Tuesday, March 24, 2020


This Columbia two-reel comedy short was made in late 1945 and released in 1946, just before Shemp rejoined The Three Stooges, when Curly’s stroke made it impossible for him to work any longer. Evidently, Shemp had been brought back into the act for live appearances earlier in 1945, to fill in when Curly was too tired to perform and needed rest.

Tom Kennedy, who specialized in slow-witted policemen or thugs, had a long comedy career going back to 1915 and silent films. He was perfect for Columbia shorts and worked in a number of them, including being paired with Monte Collins and with El Brendel. He could turn on and off the punch-drunk persona like a faucet when he needed to, and appeared in many dramatic roles, not just comedy. He was still working in 1965, when he died at age 80!

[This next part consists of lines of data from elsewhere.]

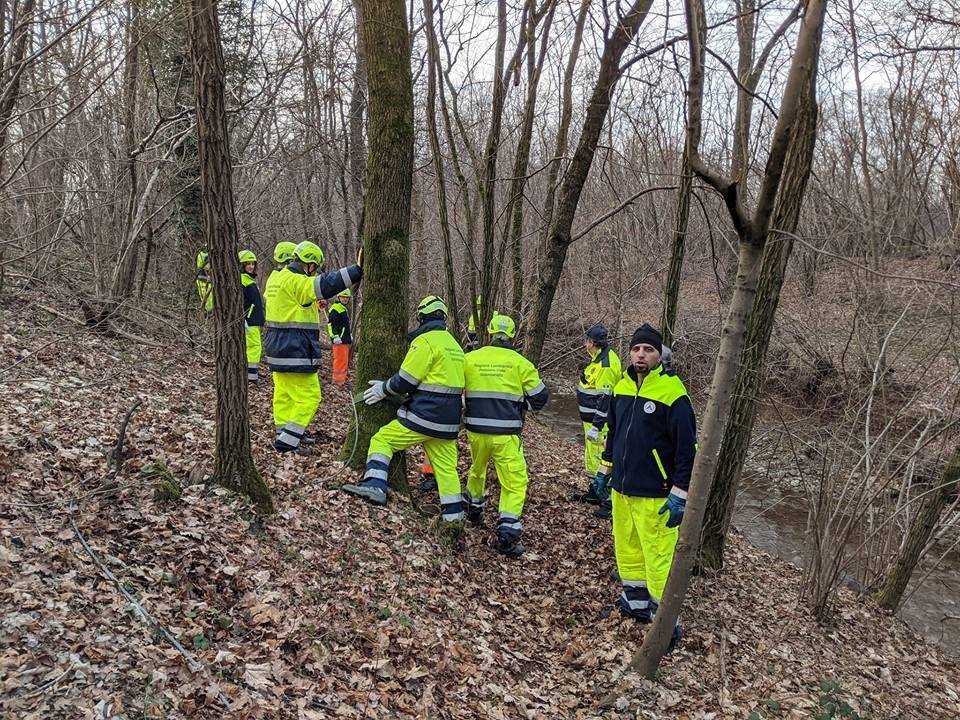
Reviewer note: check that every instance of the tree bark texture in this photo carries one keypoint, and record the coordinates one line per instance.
(233, 462)
(515, 201)
(126, 268)
(560, 238)
(358, 106)
(433, 54)
(11, 72)
(922, 527)
(736, 438)
(563, 129)
(753, 232)
(671, 294)
(488, 183)
(386, 228)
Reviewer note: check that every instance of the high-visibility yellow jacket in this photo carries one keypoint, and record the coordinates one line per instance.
(252, 300)
(431, 376)
(500, 385)
(292, 318)
(596, 386)
(652, 437)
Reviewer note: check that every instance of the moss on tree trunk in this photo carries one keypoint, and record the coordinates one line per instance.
(386, 227)
(233, 462)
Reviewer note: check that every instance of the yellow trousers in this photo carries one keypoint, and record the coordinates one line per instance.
(592, 450)
(642, 543)
(205, 289)
(254, 349)
(506, 451)
(442, 454)
(296, 397)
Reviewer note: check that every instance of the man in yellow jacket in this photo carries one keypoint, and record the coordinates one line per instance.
(646, 467)
(431, 381)
(501, 384)
(293, 340)
(593, 398)
(283, 254)
(253, 315)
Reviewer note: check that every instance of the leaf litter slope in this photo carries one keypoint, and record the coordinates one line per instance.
(331, 608)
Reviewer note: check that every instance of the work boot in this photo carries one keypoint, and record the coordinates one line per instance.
(428, 483)
(474, 515)
(604, 510)
(370, 493)
(296, 450)
(509, 547)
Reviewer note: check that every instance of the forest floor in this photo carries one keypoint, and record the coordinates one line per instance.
(331, 608)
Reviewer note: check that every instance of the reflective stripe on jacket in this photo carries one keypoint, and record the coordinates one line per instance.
(596, 386)
(339, 325)
(500, 384)
(431, 375)
(252, 301)
(292, 318)
(652, 437)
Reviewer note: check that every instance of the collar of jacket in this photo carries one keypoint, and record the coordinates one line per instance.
(652, 375)
(426, 327)
(598, 356)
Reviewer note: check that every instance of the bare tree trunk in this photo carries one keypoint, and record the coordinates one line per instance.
(488, 182)
(126, 268)
(386, 227)
(513, 231)
(560, 233)
(233, 462)
(753, 232)
(921, 530)
(563, 131)
(776, 256)
(434, 135)
(11, 74)
(671, 294)
(358, 106)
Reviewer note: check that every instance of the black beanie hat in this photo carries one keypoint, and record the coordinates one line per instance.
(598, 333)
(647, 335)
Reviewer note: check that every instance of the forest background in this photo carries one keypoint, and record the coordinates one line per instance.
(101, 214)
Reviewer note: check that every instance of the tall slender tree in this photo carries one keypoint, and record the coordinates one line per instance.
(233, 462)
(386, 224)
(560, 236)
(753, 231)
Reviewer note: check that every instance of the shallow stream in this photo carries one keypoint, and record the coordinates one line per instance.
(775, 521)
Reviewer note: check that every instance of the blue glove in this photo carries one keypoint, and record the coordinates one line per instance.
(675, 505)
(601, 484)
(375, 393)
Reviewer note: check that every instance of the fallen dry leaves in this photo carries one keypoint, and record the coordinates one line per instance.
(332, 609)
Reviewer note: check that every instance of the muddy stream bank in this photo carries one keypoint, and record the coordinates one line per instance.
(774, 519)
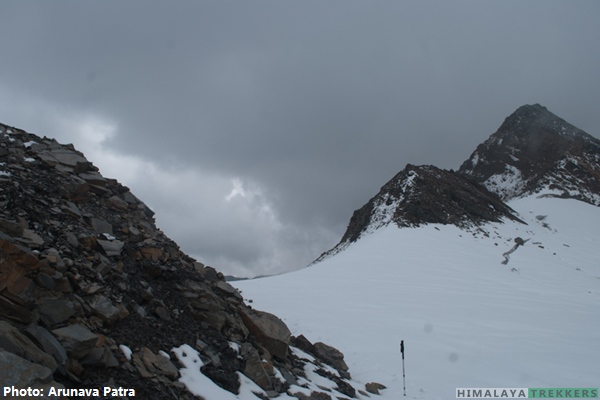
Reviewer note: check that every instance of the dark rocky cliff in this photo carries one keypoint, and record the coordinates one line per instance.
(84, 272)
(534, 151)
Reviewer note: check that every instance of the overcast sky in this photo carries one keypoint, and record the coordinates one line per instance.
(255, 128)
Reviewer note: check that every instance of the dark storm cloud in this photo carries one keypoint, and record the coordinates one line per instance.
(311, 105)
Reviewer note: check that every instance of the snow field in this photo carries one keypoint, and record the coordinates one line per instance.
(466, 319)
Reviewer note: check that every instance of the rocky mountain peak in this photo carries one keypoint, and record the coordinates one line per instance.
(93, 295)
(420, 195)
(536, 151)
(533, 151)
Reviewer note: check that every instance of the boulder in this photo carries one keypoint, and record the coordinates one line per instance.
(254, 368)
(15, 342)
(55, 311)
(111, 247)
(103, 307)
(48, 343)
(20, 373)
(374, 387)
(270, 331)
(76, 339)
(331, 356)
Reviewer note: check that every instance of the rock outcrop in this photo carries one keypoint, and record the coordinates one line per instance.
(92, 294)
(535, 151)
(421, 195)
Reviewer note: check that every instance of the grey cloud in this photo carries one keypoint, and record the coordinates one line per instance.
(315, 103)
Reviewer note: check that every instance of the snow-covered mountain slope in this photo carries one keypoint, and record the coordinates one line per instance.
(420, 195)
(534, 150)
(466, 319)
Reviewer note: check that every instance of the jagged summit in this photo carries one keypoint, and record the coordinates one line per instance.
(535, 151)
(425, 194)
(93, 295)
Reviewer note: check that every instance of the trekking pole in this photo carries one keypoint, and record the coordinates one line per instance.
(403, 376)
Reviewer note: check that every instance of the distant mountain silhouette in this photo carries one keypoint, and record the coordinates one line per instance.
(533, 151)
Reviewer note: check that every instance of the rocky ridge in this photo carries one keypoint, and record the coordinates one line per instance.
(92, 294)
(533, 151)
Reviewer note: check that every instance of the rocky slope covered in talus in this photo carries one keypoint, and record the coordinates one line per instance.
(86, 277)
(533, 151)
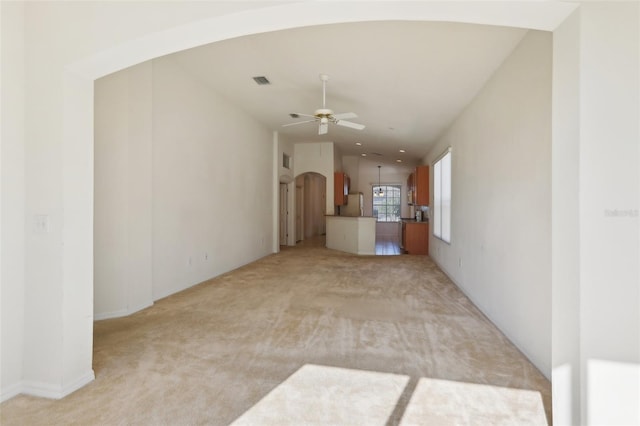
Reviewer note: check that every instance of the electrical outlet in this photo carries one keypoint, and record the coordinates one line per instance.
(42, 223)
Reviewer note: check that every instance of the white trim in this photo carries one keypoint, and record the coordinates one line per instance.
(11, 391)
(439, 157)
(122, 312)
(52, 391)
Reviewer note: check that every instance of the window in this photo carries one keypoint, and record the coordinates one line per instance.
(386, 203)
(442, 197)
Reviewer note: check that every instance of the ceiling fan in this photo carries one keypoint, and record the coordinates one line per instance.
(325, 116)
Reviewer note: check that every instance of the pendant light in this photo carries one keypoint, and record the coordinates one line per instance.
(379, 192)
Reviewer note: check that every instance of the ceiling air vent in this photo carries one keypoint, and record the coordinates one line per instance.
(261, 80)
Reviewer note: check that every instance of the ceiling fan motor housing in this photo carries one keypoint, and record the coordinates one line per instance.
(323, 113)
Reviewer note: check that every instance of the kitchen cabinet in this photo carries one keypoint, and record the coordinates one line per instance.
(421, 186)
(415, 237)
(410, 189)
(341, 184)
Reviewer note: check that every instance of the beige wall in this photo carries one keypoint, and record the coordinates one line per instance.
(173, 188)
(122, 194)
(500, 251)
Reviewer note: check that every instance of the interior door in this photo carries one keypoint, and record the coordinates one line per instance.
(284, 213)
(299, 212)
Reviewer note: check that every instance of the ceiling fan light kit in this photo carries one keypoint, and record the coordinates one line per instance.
(324, 115)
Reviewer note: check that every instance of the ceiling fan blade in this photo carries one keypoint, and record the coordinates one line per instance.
(324, 128)
(345, 115)
(350, 124)
(298, 114)
(298, 122)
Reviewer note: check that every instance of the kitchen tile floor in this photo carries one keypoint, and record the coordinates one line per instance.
(387, 246)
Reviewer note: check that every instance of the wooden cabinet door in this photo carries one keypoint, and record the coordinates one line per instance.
(421, 183)
(340, 188)
(410, 189)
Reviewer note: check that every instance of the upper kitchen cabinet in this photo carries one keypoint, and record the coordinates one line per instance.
(421, 186)
(341, 183)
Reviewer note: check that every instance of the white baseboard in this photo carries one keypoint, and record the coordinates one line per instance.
(122, 312)
(11, 391)
(54, 391)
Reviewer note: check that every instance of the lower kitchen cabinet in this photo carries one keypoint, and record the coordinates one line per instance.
(415, 237)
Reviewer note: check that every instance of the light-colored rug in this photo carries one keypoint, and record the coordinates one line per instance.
(363, 340)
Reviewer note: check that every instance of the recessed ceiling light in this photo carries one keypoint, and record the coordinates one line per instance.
(261, 80)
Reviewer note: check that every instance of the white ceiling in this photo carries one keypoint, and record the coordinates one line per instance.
(406, 81)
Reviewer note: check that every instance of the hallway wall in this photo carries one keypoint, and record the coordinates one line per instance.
(500, 250)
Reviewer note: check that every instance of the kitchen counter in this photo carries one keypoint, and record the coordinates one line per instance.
(352, 234)
(415, 236)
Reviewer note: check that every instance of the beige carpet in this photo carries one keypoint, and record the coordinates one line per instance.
(300, 338)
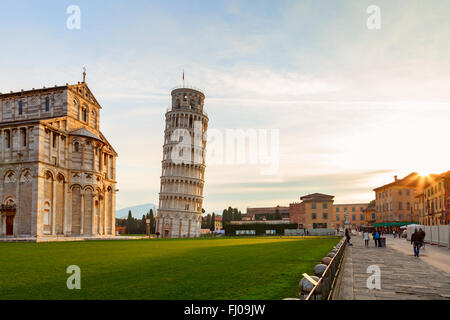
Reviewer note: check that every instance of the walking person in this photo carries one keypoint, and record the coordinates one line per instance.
(366, 238)
(416, 242)
(377, 239)
(422, 238)
(347, 235)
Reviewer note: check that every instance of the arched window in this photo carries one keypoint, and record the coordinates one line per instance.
(46, 216)
(8, 139)
(94, 118)
(84, 115)
(47, 104)
(23, 134)
(25, 177)
(10, 177)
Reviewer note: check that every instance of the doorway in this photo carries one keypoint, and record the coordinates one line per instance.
(9, 225)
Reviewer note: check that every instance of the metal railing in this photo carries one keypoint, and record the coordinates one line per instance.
(324, 288)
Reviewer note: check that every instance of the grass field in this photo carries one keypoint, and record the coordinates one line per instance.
(224, 268)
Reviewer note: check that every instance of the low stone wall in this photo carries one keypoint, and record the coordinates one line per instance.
(322, 283)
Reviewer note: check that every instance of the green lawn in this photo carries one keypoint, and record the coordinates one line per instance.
(224, 268)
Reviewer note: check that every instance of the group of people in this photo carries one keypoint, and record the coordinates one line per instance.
(417, 240)
(376, 235)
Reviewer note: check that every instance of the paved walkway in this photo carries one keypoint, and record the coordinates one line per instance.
(403, 276)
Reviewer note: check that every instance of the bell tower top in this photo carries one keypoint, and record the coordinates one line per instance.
(188, 99)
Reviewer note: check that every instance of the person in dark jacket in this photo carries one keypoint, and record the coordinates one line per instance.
(422, 237)
(347, 235)
(416, 242)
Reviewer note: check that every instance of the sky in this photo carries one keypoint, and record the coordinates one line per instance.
(352, 106)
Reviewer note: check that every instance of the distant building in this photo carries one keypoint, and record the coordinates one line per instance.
(356, 214)
(370, 216)
(121, 230)
(315, 211)
(395, 201)
(436, 201)
(218, 223)
(318, 211)
(262, 213)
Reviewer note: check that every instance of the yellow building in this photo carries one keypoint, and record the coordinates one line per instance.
(399, 201)
(318, 211)
(356, 214)
(434, 200)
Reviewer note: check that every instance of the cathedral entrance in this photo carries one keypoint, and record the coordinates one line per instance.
(8, 212)
(9, 225)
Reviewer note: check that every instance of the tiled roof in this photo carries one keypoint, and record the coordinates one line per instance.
(83, 132)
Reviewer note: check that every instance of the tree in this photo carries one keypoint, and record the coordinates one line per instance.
(277, 215)
(213, 222)
(143, 225)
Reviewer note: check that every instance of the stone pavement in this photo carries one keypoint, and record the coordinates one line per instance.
(438, 257)
(403, 276)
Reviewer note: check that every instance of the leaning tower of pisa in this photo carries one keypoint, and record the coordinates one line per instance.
(183, 166)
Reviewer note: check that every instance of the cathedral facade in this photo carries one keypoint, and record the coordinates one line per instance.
(57, 170)
(183, 166)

SOCIETY MUGS is a re-make of the Three Stooges short TERMITES OF 1938----remember, the one where a fancy society party needs a few “refined” male escorts, and the hosts mistakenly engage Acme Exterminators rather than Acme Escorts? It even re-uses two of the same supporting players (Bess Flowers and Lew Davis), though no footage is recycled. I haven’t done a side by side comparison of the two shorts, but essentially, with no Moe present, Shemp becomes the dominant party, with Tom Kennedy filling in for Larry (of course, no one can fill in for Curly). Stooges regular Gene Roth, as the butler at the rich house, is subject to a lot of abuse when Shemp and Tom arrive with armfuls of exterminating equipment, and Roth shows what a good physical comedian he is. The maid here, Petunia, is played by Libby Taylor, who has the honor of having worked in three Ted Healy films (after the Stooges broke with him), as well as a 1939 Three Stooges film from the Curly era, and then this 1945 film with Shemp. It’s a shame they didn’t have Three Stooges Conventions back in the day—she’d be one of the most in-demand celebrities with that kind of background. Also, with Bud Jamison and Vernon Dent being for most fans the two supporting actors most associated with the Stooges and most abused by their physical comedy, it’s interesting that in the 1938 Stooges original, the role of honored party guest Lord Wafflebottom is played by Bud Jamison, and in this 1946 Shemp remake, the role is played by Vernon Dent!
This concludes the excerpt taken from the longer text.